The Radio Liberty interview of Gert Weisskirchen, an OSCE Commissioner on Human Rights, says some things that some of my colleagues here might not like but which I think are important. I agree with the distinguished German statesman that the West (and I) erred in thinking Ukraine could do the right things on its own without a push from without. That Western institutions are finally understanding this and making their concerns known can only be welcomed.

Yet, as I always stress to my students, in the real world politics is not some sage leader knowing what ought to be done and then doing it. It is more about the specific alignment of the forces that can prevent something from happening, allow it to, or make it happen. This is why they call politics the art of the possible, and with parliamentary elections in the offing, expect the realm of the possible to narrow. This happens to some extent in every country that has elections, but it is especially so here, where the notion of conflict of interest is unknown and there is nothing to separate the political and personal interests of the players. This also goes to the heart of the discussion begun in this issue by Dr. Oleksandr Voyin and our Editors on what sort of philosophy should guide this society’s development. If this country is serious about its eternally proclaimed European choice, what ought to be done is clear: look at the postcommunist countries that are successfully making it into Europe — Poland, Hungary, and the Czech Republic — and start doing what they did.

The problem is that Ukraine is a country guided by the locally ubiquitous adage, “Say one thing, think something else, and do yet a third.” I might not like the Fatherland fraction led in Verkhovna Rada by Oleksandr Turchynov, but I deeply respect his model, drawn up years before he threw in with that lot, of how the Ukrainian economy really works: as a triangular symbiosis of official (providing privileges), entrepreneurial (money), and criminal (muscle) entities coming together to form what he called administrative industrial groups dedicated to keeping the competition out.
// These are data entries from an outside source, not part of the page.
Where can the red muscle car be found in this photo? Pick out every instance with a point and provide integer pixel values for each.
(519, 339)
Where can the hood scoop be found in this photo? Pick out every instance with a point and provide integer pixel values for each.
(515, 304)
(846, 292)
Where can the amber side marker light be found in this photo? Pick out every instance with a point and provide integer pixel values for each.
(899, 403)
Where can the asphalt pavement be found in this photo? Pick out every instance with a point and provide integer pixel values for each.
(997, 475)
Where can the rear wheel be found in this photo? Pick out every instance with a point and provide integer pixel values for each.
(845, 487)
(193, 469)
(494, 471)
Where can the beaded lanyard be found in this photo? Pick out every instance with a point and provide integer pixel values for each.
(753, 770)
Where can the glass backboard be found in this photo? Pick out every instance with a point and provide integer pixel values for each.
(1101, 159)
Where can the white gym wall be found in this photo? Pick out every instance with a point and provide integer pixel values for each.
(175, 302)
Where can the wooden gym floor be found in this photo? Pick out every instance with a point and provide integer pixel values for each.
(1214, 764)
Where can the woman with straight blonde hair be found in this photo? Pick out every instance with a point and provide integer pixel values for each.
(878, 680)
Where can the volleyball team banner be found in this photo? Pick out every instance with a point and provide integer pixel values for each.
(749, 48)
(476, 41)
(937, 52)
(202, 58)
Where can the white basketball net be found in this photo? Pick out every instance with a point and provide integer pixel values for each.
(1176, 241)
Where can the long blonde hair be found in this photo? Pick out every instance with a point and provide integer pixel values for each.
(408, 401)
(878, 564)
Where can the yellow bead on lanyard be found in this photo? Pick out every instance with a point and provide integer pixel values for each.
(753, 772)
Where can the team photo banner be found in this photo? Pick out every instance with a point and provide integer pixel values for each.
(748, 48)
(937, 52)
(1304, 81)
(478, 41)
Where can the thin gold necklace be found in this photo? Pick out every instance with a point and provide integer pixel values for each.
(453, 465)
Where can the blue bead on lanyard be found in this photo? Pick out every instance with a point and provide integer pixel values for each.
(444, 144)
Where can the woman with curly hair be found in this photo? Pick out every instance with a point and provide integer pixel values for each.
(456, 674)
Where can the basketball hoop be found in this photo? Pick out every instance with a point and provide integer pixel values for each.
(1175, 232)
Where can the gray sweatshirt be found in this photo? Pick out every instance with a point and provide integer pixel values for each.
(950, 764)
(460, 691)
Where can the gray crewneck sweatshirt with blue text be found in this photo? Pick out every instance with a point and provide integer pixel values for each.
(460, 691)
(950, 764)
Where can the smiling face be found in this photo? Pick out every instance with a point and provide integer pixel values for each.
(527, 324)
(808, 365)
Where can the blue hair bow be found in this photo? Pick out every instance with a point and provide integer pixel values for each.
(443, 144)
This really is not a bad way of understanding the forces that define what is possible in this country, and their interests do not exactly favor the sort of actions necessary to make Ukraine capable of moving toward the West. I suspect that this might be why what really seems to be happening is a process of shadow integration in the opposite direction.

Returning to the issue of the philosophy of social development, the best I can offer is that everything possible should be done to promote “healthy forces favoring reform” and not necessarily those now claiming the title. It means developing civil society such that still atomized citizens are brought together in strong associations of like- minded individuals outside government and capable of pressing for what they want from it. Only then will the people as such cease to be the object of the political process but real participants. Promoting this will not be simple, and it will not be accomplished anytime soon. But the strategic goal of all who wish Ukraine well has to be steps to promote the creation of a new configuration of forces such that what so clearly needs to be done becomes at least politically possible to do.